Medical Economics: Do you use specific tools or guidelines, such as the U.S. Preventive Services Task Force recommendations, to determine a patient's risk for certain cancers? Or is it more important to consider a patient's age, gender, family history?

Kathleen N. Mueller, MD, FAAFP: It's all the above. We have guidelines that show that someone who's this age, this gender, in this situation, has this risk. But I deal with individuals, I deal with human beings. And so that person who fits that category might have increased risk because her mother and her grandmother had cancer. That person might be at increased risk because they work in a factory and have exposure to environmental toxins. So, although we need those guidelines and we need the experts like those at the U.S. Preventive Services Task Force, that's their work, that's their specialty, we also deal with human beings, and so we have to individualize the approach to the human beings that we have in front of us.

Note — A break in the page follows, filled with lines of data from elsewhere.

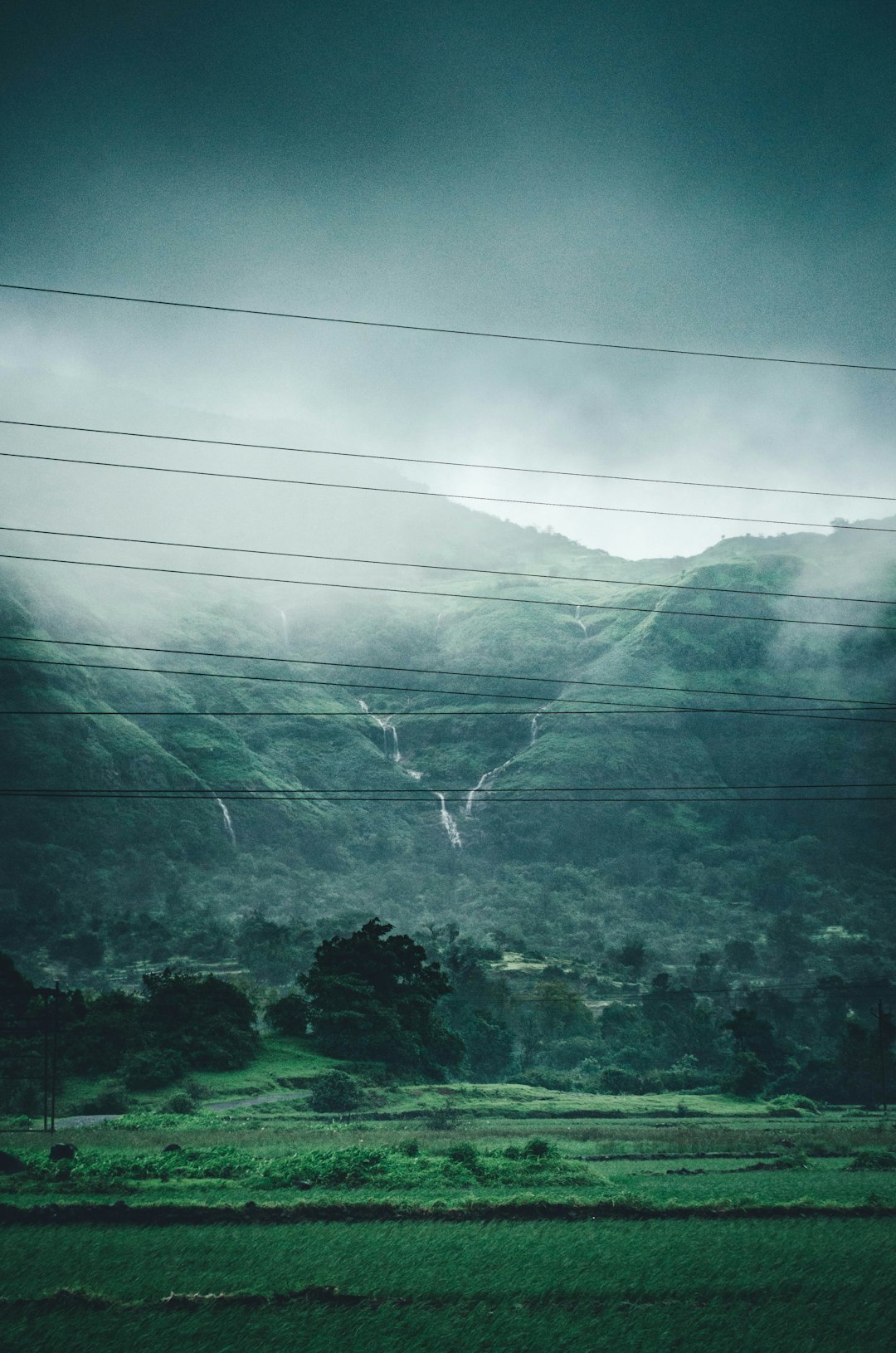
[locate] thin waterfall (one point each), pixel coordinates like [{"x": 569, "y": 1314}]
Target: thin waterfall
[
  {"x": 484, "y": 782},
  {"x": 448, "y": 822},
  {"x": 229, "y": 826},
  {"x": 389, "y": 734}
]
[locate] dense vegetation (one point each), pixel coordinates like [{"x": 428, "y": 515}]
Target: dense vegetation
[
  {"x": 95, "y": 888},
  {"x": 630, "y": 946}
]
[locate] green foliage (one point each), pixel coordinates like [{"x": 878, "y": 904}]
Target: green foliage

Medical Economics: What has been your experience with insurance company prior authorizations for cancer screenings?

Kathleen N. Mueller, MD, FAAFP: Every family physician that I know, every primary care specialist I know, and every oncologist has a story about having a test that we've ordered either denied or delayed. And that delay or that denial not only results in poor outcomes for our patients, but it is absolutely soul-sucking for family physicians and for other physicians. It is such a burden for us to have to fight to get what we know is important for our patients, and so there should be absolutely no barriers to getting these screening tests, zero, no financial, no insurance. And hopefully we can expand the time of day and weekends and all that to these appointments for those people who just can't take off from work. We need to do a better job by removing all of the barriers that are possible to prevent people from getting these screening tests. Some of it’s insurance and some of it is just logistical, but every single time someone is delayed, we have the risk of losing them to follow up. So, if you had your colonoscopy and it gets canceled, you have to figure out another day that you can rearrange your life to do that. That's a chance that someone won't follow up. We just need to be better on the front lines and reduce all barriers to these screening tests. And this study helps us have huge amounts of data, 45 years of showing how important this is.